A-Salaam Alaykoum

We talked about walls and we talked about life being stifled and her warmth never ceased, no anti-Jewish stare as I so often imagine, fear, and on occasion, actually experience.  She told me she was half Palestinian and half Moroccan.  I told her I just came from a year in Jerusalem.  We talked about the old Jerusalem, the one my mother knew, the one where Muslim, Jewish and Christian food mixed along with their cultures.

As the woman in the back prepared hummus, babaganoush, falafel and pita to go, I kept talking with this woman.  She asked if I would help her write her cookbook, if I could help her write everything down.  “What about?” “Everything, my whole life.”  We concurred that if she wrote an hour a day, after one of her five daily prayer sessions, she could transcribe the book without my help.  We talked about whether to write chronologically, or by the weight of memory.
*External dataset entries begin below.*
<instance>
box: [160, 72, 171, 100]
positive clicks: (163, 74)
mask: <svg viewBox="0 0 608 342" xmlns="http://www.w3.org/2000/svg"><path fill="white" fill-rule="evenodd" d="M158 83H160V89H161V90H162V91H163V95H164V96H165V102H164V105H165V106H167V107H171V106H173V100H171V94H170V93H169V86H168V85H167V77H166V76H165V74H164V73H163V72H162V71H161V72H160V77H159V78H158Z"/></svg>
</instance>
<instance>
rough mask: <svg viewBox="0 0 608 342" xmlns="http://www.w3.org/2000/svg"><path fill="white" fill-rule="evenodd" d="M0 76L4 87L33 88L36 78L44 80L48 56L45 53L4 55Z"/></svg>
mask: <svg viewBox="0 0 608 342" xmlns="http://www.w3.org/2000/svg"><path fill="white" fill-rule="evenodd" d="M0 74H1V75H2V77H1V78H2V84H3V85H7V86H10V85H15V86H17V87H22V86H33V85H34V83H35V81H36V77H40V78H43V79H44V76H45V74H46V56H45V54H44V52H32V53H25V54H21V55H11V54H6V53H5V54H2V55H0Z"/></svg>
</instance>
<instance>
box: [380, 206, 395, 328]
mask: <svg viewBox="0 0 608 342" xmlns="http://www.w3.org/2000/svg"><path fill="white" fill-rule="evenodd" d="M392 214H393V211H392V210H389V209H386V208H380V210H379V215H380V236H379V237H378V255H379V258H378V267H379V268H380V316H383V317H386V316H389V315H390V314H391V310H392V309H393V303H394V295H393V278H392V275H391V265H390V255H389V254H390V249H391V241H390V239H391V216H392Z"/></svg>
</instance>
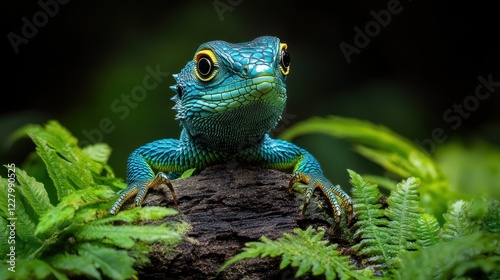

And then my food arrived and I snuck a taste of a small falafel and it was falafel like in your dreams, crispy, a dense complex mix of substance and spice.  Everything was rich with the Middle East I miss.  Everything except our loving interaction, a Palestinian and, for all intents and purposes, an Israeli, bonding over hummus and cookbooks.  She looked at me at one point and shuddered, “you know it is not the people’s fault there.  It is the governments.”  “Governments,” she said, plural.

On the counter were young photos of a dead family member.  The main cook, her husband I assume, was featured by photo on the door.  As I left I stammered a nervous “A salaam alaykoum” and she in turn, an enthusiastic “Wa alayki s-salaam.”  And then “Wait,” she said, reaching under a pastry glass.  She handed me a giant square of baklavah on the house.

One comment on “A-Salaam Alaykoum

  1. Karen P. on

    Love this! Made shivers go up my spine. Is beautiful. Nu, so when will we be able to read this woman’s cookbook?!